Four of our CHAIRE Graduate Students Madeline Winans, Shannon Kelley, Yolonda Bradshaw, and Zach England have completing their thesis exams and are now preparing to graduate this semester. Madeline’s defense seminar was titled “Measuring the Welfare Effect of Facility Relocation on a Population of California Sea Lions (Zalophus californiaus)” which was completed in partnership with the Columbus Zoo and Aquarium (CZA). Through her research, Madeline helped the zoo quantify the impact of transfer on the animals’ welfare using behavioral data and hair and salivary cortisol measurements. Madeline is interested in continuing her education in the future as well as pursuing opportunities within the university. This summer she will also continue to work with CZA completing additional projects that began during her master’s program working with their sea lion population.

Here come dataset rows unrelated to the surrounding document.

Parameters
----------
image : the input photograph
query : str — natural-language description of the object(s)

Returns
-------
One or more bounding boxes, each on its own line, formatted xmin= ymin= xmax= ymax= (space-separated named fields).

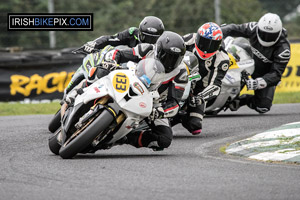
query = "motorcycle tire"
xmin=48 ymin=109 xmax=61 ymax=133
xmin=59 ymin=110 xmax=114 ymax=159
xmin=48 ymin=130 xmax=61 ymax=155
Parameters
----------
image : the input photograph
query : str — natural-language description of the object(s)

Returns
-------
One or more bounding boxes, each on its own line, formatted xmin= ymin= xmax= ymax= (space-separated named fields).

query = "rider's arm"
xmin=198 ymin=50 xmax=229 ymax=101
xmin=163 ymin=68 xmax=188 ymax=118
xmin=94 ymin=27 xmax=138 ymax=49
xmin=112 ymin=43 xmax=154 ymax=63
xmin=261 ymin=42 xmax=290 ymax=86
xmin=221 ymin=22 xmax=257 ymax=38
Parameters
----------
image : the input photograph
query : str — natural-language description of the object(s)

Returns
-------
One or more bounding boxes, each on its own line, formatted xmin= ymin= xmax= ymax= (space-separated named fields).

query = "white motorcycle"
xmin=49 ymin=59 xmax=164 ymax=159
xmin=205 ymin=37 xmax=254 ymax=115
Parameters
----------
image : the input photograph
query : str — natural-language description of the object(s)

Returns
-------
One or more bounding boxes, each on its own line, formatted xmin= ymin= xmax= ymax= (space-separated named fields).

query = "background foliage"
xmin=0 ymin=0 xmax=300 ymax=49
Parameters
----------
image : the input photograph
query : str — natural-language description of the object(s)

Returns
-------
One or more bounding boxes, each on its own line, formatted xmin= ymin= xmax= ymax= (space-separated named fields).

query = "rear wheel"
xmin=59 ymin=109 xmax=114 ymax=159
xmin=48 ymin=109 xmax=61 ymax=133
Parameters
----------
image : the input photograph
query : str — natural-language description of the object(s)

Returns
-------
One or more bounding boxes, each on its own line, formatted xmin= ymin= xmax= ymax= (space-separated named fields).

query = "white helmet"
xmin=256 ymin=13 xmax=282 ymax=47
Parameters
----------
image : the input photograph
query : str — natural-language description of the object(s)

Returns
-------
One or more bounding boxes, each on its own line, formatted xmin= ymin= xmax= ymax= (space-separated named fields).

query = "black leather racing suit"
xmin=221 ymin=22 xmax=290 ymax=113
xmin=174 ymin=33 xmax=229 ymax=134
xmin=114 ymin=43 xmax=188 ymax=149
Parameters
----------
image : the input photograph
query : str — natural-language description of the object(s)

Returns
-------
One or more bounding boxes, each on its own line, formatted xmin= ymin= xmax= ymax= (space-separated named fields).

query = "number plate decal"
xmin=113 ymin=73 xmax=129 ymax=93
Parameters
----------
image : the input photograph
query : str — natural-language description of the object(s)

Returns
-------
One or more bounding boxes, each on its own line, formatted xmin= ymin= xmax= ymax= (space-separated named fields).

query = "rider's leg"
xmin=126 ymin=119 xmax=173 ymax=150
xmin=182 ymin=102 xmax=206 ymax=135
xmin=247 ymin=87 xmax=275 ymax=113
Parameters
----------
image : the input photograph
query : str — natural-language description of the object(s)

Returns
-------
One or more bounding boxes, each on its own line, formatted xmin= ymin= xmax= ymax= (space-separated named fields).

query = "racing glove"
xmin=148 ymin=107 xmax=165 ymax=121
xmin=246 ymin=78 xmax=267 ymax=90
xmin=83 ymin=41 xmax=96 ymax=53
xmin=189 ymin=96 xmax=204 ymax=107
xmin=64 ymin=88 xmax=83 ymax=106
xmin=104 ymin=50 xmax=120 ymax=63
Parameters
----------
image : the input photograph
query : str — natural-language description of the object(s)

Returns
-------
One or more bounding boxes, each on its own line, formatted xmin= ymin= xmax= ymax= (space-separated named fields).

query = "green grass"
xmin=0 ymin=92 xmax=300 ymax=116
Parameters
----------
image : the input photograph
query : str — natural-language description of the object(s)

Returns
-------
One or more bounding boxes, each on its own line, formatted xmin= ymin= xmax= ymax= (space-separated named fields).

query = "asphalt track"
xmin=0 ymin=104 xmax=300 ymax=200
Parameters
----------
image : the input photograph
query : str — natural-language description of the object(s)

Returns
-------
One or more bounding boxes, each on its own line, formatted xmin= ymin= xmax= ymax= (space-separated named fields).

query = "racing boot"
xmin=228 ymin=94 xmax=248 ymax=111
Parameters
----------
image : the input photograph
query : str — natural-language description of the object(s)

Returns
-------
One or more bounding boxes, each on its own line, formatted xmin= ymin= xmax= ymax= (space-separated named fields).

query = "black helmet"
xmin=139 ymin=16 xmax=165 ymax=44
xmin=155 ymin=31 xmax=186 ymax=73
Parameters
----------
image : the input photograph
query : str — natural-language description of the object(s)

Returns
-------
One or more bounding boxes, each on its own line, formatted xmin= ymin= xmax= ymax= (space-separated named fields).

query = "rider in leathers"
xmin=108 ymin=31 xmax=187 ymax=150
xmin=221 ymin=13 xmax=290 ymax=113
xmin=173 ymin=22 xmax=229 ymax=135
xmin=65 ymin=16 xmax=165 ymax=94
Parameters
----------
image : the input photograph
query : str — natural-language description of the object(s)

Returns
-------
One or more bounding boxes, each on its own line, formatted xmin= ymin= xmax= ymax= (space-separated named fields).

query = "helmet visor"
xmin=140 ymin=32 xmax=160 ymax=44
xmin=195 ymin=35 xmax=222 ymax=53
xmin=257 ymin=28 xmax=280 ymax=42
xmin=135 ymin=58 xmax=164 ymax=90
xmin=157 ymin=49 xmax=183 ymax=73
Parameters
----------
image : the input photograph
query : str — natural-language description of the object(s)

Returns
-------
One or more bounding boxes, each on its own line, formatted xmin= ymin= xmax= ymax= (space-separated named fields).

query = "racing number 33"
xmin=113 ymin=73 xmax=129 ymax=93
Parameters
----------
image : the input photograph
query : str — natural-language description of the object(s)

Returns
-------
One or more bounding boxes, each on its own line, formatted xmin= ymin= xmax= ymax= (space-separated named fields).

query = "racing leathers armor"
xmin=173 ymin=33 xmax=229 ymax=135
xmin=65 ymin=27 xmax=141 ymax=95
xmin=112 ymin=43 xmax=188 ymax=150
xmin=221 ymin=22 xmax=290 ymax=113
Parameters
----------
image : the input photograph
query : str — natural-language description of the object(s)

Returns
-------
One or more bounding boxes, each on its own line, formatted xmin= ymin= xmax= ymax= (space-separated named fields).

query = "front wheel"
xmin=59 ymin=109 xmax=114 ymax=159
xmin=48 ymin=109 xmax=61 ymax=133
xmin=48 ymin=129 xmax=61 ymax=155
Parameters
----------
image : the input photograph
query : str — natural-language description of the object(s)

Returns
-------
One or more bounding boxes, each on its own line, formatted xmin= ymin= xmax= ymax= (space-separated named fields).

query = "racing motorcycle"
xmin=48 ymin=45 xmax=126 ymax=133
xmin=48 ymin=58 xmax=164 ymax=159
xmin=205 ymin=37 xmax=254 ymax=115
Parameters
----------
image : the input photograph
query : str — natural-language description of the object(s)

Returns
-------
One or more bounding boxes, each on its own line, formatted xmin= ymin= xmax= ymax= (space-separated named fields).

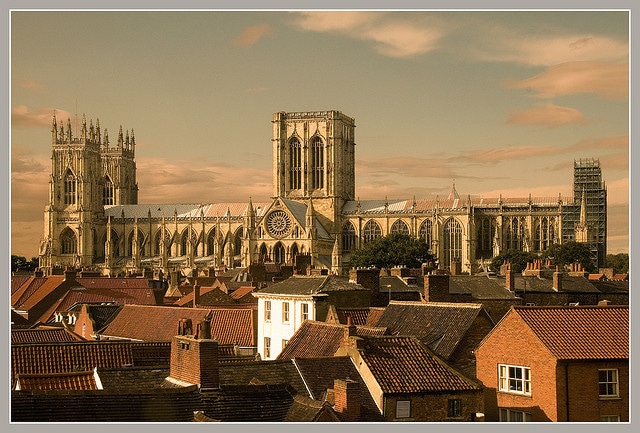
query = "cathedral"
xmin=39 ymin=111 xmax=607 ymax=275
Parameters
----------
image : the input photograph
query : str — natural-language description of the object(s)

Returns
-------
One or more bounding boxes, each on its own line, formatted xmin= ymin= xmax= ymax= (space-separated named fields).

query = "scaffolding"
xmin=563 ymin=158 xmax=607 ymax=268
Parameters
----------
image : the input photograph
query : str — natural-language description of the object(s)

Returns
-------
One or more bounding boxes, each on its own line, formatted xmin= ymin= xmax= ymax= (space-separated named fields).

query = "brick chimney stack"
xmin=424 ymin=274 xmax=450 ymax=302
xmin=193 ymin=284 xmax=200 ymax=308
xmin=553 ymin=266 xmax=562 ymax=292
xmin=333 ymin=379 xmax=361 ymax=422
xmin=169 ymin=324 xmax=220 ymax=388
xmin=505 ymin=263 xmax=516 ymax=292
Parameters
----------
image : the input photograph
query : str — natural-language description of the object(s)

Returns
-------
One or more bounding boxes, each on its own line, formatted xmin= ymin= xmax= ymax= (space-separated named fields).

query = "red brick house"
xmin=475 ymin=306 xmax=630 ymax=422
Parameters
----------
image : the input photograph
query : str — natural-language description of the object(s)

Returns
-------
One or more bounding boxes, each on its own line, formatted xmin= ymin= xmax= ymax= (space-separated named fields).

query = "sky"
xmin=10 ymin=10 xmax=630 ymax=258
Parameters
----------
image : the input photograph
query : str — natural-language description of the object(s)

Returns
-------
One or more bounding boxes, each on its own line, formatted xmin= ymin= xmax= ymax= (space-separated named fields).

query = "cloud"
xmin=469 ymin=29 xmax=629 ymax=66
xmin=16 ymin=80 xmax=44 ymax=90
xmin=11 ymin=105 xmax=73 ymax=128
xmin=506 ymin=61 xmax=629 ymax=101
xmin=233 ymin=24 xmax=271 ymax=47
xmin=136 ymin=158 xmax=273 ymax=203
xmin=295 ymin=12 xmax=442 ymax=58
xmin=507 ymin=103 xmax=584 ymax=128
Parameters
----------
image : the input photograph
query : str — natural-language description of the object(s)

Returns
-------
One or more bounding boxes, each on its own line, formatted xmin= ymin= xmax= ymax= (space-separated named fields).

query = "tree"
xmin=605 ymin=253 xmax=629 ymax=274
xmin=491 ymin=250 xmax=540 ymax=274
xmin=11 ymin=254 xmax=38 ymax=272
xmin=544 ymin=241 xmax=597 ymax=272
xmin=351 ymin=233 xmax=433 ymax=269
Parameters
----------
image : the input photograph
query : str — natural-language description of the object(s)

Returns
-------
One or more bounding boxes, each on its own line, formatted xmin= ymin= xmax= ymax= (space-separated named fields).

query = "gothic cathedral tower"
xmin=272 ymin=110 xmax=355 ymax=234
xmin=39 ymin=115 xmax=138 ymax=272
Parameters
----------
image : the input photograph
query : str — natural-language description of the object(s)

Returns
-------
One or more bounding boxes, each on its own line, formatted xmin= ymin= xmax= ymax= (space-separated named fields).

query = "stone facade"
xmin=39 ymin=110 xmax=606 ymax=275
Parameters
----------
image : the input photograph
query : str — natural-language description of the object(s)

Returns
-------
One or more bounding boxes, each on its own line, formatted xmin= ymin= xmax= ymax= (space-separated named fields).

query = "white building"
xmin=253 ymin=275 xmax=371 ymax=360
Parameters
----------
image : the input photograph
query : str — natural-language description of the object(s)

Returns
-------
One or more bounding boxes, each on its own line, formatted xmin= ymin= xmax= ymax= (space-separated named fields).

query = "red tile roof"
xmin=40 ymin=287 xmax=156 ymax=323
xmin=16 ymin=370 xmax=99 ymax=391
xmin=76 ymin=277 xmax=151 ymax=289
xmin=277 ymin=320 xmax=386 ymax=359
xmin=361 ymin=336 xmax=481 ymax=393
xmin=503 ymin=305 xmax=629 ymax=360
xmin=101 ymin=305 xmax=256 ymax=347
xmin=11 ymin=327 xmax=85 ymax=344
xmin=11 ymin=275 xmax=64 ymax=310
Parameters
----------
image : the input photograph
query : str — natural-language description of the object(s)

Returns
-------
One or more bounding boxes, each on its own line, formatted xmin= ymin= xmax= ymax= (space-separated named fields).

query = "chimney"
xmin=169 ymin=335 xmax=220 ymax=388
xmin=349 ymin=268 xmax=380 ymax=298
xmin=505 ymin=263 xmax=516 ymax=292
xmin=64 ymin=269 xmax=76 ymax=282
xmin=333 ymin=379 xmax=361 ymax=422
xmin=193 ymin=284 xmax=200 ymax=308
xmin=424 ymin=274 xmax=450 ymax=302
xmin=553 ymin=266 xmax=562 ymax=292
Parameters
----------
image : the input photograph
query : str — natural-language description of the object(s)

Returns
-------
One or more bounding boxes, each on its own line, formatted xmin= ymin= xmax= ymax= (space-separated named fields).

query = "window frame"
xmin=264 ymin=337 xmax=271 ymax=359
xmin=498 ymin=364 xmax=531 ymax=396
xmin=264 ymin=301 xmax=271 ymax=322
xmin=498 ymin=407 xmax=533 ymax=422
xmin=598 ymin=368 xmax=620 ymax=399
xmin=447 ymin=398 xmax=462 ymax=418
xmin=396 ymin=400 xmax=411 ymax=419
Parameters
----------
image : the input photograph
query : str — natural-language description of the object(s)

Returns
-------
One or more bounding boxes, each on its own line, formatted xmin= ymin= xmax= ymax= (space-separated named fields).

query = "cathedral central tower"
xmin=273 ymin=110 xmax=355 ymax=201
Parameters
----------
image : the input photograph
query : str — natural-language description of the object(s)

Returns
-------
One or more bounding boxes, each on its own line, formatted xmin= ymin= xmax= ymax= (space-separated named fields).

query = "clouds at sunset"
xmin=233 ymin=24 xmax=271 ymax=47
xmin=296 ymin=12 xmax=442 ymax=58
xmin=507 ymin=103 xmax=584 ymax=127
xmin=507 ymin=61 xmax=629 ymax=101
xmin=11 ymin=105 xmax=73 ymax=128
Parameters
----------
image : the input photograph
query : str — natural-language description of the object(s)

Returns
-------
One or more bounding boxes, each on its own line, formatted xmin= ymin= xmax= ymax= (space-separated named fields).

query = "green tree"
xmin=11 ymin=254 xmax=38 ymax=272
xmin=491 ymin=250 xmax=540 ymax=273
xmin=351 ymin=233 xmax=433 ymax=269
xmin=544 ymin=241 xmax=597 ymax=272
xmin=605 ymin=253 xmax=629 ymax=274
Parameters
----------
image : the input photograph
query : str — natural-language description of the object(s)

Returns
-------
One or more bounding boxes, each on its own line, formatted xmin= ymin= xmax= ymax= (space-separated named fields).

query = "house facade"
xmin=475 ymin=306 xmax=630 ymax=422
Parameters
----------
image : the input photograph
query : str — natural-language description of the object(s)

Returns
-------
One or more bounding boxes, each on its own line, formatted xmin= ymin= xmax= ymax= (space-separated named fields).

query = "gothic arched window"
xmin=362 ymin=220 xmax=382 ymax=244
xmin=102 ymin=176 xmax=115 ymax=206
xmin=60 ymin=228 xmax=78 ymax=254
xmin=273 ymin=242 xmax=287 ymax=263
xmin=289 ymin=138 xmax=302 ymax=189
xmin=64 ymin=170 xmax=78 ymax=206
xmin=391 ymin=220 xmax=409 ymax=235
xmin=443 ymin=218 xmax=462 ymax=267
xmin=419 ymin=220 xmax=433 ymax=249
xmin=342 ymin=221 xmax=356 ymax=251
xmin=311 ymin=136 xmax=324 ymax=189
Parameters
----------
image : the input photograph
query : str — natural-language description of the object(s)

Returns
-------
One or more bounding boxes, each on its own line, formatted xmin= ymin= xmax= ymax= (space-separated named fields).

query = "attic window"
xmin=396 ymin=400 xmax=411 ymax=418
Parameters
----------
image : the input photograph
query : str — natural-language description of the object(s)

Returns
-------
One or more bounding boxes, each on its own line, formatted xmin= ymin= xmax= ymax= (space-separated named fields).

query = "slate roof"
xmin=510 ymin=306 xmax=629 ymax=360
xmin=361 ymin=336 xmax=482 ymax=394
xmin=40 ymin=287 xmax=156 ymax=323
xmin=101 ymin=305 xmax=256 ymax=347
xmin=16 ymin=370 xmax=98 ymax=391
xmin=11 ymin=327 xmax=85 ymax=344
xmin=11 ymin=341 xmax=171 ymax=382
xmin=276 ymin=320 xmax=387 ymax=359
xmin=375 ymin=301 xmax=482 ymax=359
xmin=220 ymin=360 xmax=309 ymax=395
xmin=336 ymin=308 xmax=369 ymax=326
xmin=292 ymin=356 xmax=382 ymax=421
xmin=449 ymin=275 xmax=516 ymax=299
xmin=255 ymin=275 xmax=369 ymax=296
xmin=11 ymin=275 xmax=65 ymax=311
xmin=11 ymin=385 xmax=201 ymax=423
xmin=200 ymin=384 xmax=296 ymax=422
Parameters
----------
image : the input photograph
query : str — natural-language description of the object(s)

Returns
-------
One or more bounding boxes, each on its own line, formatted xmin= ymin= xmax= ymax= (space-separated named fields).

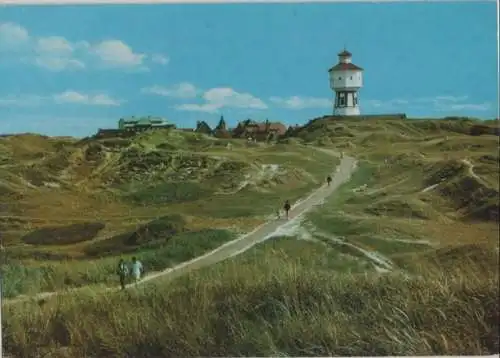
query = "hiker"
xmin=118 ymin=259 xmax=128 ymax=290
xmin=283 ymin=200 xmax=291 ymax=220
xmin=131 ymin=256 xmax=144 ymax=283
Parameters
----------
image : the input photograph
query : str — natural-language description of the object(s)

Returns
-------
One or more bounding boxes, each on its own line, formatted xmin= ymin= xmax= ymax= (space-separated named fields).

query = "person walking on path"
xmin=118 ymin=259 xmax=128 ymax=290
xmin=131 ymin=256 xmax=144 ymax=283
xmin=283 ymin=200 xmax=292 ymax=220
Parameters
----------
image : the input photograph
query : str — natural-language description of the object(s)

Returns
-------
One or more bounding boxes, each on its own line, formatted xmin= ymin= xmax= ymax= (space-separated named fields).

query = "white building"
xmin=328 ymin=49 xmax=363 ymax=116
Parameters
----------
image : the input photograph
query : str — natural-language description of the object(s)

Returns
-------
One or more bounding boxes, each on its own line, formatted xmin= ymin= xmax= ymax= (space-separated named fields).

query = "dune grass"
xmin=4 ymin=245 xmax=499 ymax=357
xmin=2 ymin=229 xmax=235 ymax=298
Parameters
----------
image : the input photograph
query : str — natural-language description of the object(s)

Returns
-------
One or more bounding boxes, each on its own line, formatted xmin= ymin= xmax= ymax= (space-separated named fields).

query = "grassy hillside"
xmin=0 ymin=119 xmax=500 ymax=357
xmin=0 ymin=130 xmax=337 ymax=297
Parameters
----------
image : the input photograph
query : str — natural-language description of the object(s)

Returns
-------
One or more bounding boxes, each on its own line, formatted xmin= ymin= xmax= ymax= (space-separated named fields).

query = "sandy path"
xmin=3 ymin=152 xmax=356 ymax=305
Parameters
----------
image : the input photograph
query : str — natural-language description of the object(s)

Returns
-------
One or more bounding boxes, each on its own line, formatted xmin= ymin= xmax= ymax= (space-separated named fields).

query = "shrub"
xmin=22 ymin=222 xmax=105 ymax=245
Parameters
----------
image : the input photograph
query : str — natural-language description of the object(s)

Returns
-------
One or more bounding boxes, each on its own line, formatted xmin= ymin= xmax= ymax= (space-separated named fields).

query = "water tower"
xmin=328 ymin=49 xmax=363 ymax=116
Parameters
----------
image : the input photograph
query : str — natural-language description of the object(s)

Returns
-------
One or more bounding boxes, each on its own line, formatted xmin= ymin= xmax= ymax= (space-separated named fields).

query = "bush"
xmin=127 ymin=182 xmax=212 ymax=204
xmin=22 ymin=222 xmax=105 ymax=245
xmin=85 ymin=215 xmax=186 ymax=256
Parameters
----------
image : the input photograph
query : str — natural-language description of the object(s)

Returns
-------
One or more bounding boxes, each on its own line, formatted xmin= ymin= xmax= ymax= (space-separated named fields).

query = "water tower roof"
xmin=328 ymin=63 xmax=363 ymax=72
xmin=338 ymin=50 xmax=352 ymax=57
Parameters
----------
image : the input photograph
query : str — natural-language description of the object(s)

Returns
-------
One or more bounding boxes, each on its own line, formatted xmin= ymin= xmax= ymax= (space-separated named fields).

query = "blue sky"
xmin=0 ymin=1 xmax=498 ymax=136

The title of Shannon’s thesis seminar was “The Influence of Human-Animal Interactions on Psychological and Physiological Responses in College Students and Animals.” Shannon evaluated the influence of interactions on both college students as well as the animal species involved which were dogs, goats, and mini-donkeys. Her data collection included survey analysis, heart rate monitoring, and behavioral observations of the animals. Shannon has been accepted into the OSU College of Veterinary Medicine and will begin veterinary school this coming fall.
Yolonda’s thesis seminar was titled, “The Impact of Breed Identification and Adopter-Dog Behavior on the Adoptability of Shelter Dogs,” which was in partnership with the Franklin County Dog Shelter and Adoption Center. Her data collection included behavioral observations of the dogs during interactions with potential adopters and pre and post surveys. She is currently working as the training and enrichment program manager at a humane society in Illinois.
The title of Zach’s thesis seminar was “Assessing the Impacts of Environmental Changes on African Penguins’ Personality, Behavior, and Biomarkers.” This project was also in partnership with CZA, and Zach measured the potential impact of environmental changes through personality surveys, behavioral observations, and measurements of fecal corticosterone." Zach is currently pursuing opportunities within the university with an interest in continuing his research and outreach the area of animal welfare.
We are very proud of all four of our graduate students and wish them well on their future endeavors!